Maddy Emerson is a square dancer, and cousin Libby Vogel is part of the play ensemble.
“I’m also a square dancer, I’m part of Hooverville and I’m in a riot,” she said.
Jason Huffman is set and sound designer, while his son, Xavier, plays Winfield Joad, 10, the youngest child of the Joad family.
“I have to do square dancing, which I don’t like,” the youngster said.
John Mazurek and his wife Dianne are both in the play.
“I get to play Pa Joad, the patriarch,” Mazurek said.
Troy Graham gets to play a man going back, and his wife, Laurie, is third narrator. Their daughter, Lily Graham, gets to square dance with Xavier, alias Winfield Joad.
“Laurie plays my wife,” Sanchez said. “I get to borrow her from Troy.”
“And Lily has played my child in two shows,” his daughter added.
Andra Stefanoni and her son Jack are in the play, though her other son, Dominic, is sitting this one out.
“I play a couple of women, a gas girl and I sell the Hudson Super 6 jalopy to the Joads,” Stefanoni said.
One of her characters also gets to deliver the baby of Rose of Sharon Joad Rivers.

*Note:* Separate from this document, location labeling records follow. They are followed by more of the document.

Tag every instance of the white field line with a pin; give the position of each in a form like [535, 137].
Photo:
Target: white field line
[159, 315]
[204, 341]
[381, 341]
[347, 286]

Sadly, the baby is stillborn.
Her son plays a young boy that the Joad family finds with his starving father inside an old barn.

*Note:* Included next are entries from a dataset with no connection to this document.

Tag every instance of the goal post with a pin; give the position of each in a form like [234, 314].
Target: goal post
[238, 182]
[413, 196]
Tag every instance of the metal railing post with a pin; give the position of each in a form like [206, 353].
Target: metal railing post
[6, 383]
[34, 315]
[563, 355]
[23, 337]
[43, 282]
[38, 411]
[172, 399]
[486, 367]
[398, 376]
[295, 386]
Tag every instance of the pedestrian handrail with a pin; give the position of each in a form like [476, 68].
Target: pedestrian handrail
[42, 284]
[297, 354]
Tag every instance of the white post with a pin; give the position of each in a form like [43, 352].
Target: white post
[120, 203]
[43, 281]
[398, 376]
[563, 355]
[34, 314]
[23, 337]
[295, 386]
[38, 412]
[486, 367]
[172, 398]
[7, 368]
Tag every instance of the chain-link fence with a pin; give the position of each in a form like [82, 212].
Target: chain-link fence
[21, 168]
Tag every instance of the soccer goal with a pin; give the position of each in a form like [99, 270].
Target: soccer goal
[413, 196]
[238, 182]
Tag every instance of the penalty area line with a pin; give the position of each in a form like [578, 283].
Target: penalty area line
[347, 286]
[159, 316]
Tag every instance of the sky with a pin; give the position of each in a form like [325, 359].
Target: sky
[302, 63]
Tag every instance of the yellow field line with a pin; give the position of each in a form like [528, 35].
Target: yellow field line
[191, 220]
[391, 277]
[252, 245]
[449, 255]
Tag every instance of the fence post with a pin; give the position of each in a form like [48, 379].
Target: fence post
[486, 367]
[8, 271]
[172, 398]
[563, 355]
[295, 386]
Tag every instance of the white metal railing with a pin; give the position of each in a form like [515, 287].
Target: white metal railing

“I’m thinking that the word ‘family’ is used a lot, and we feel like were all family here,” Stefanoni said. “We count on each other.”
Sanchez agrees with that.
“When you do a production, it’s like a family reunion,” he said.
Furthermore, doing a show together can strengthen families off-stage.
“I don’t want to downplay the importance of sports, but this is something you can do with your kids,” said Stefanoni, who started off in PCT children’s theater workshops back in the 1970s. “You can’t really be on a sports team with your child.”
Being on stage can offer opportunities hard for a child to find in real life.
“Last year Morgan got to fly,” Grotheer said. “She was the head flying monkey in ‘The Wizard of Oz.’ How else could she get that opportunity?”
Rehearsals are held during the week, but Huffman said every effort is made to help youngsters get through the process with a minimum of disruption in their other activities.
“People will help kids with their homework between scenes,” Huffman said. “They know the kids have to go to school the next day.”
Meanwhile, other family members take care of things at home.
“We really need to give credit to the people at home,” Stefanoni said. “They really make it possible for us to do this.”
Reserved tickets for “The Grapes of Wrath” are $12 for adults, $10 for seniors and students and $8 for general admission balcony seating. They may be purchased online at www.memorialauditorium.org or by calling 620-231-7827.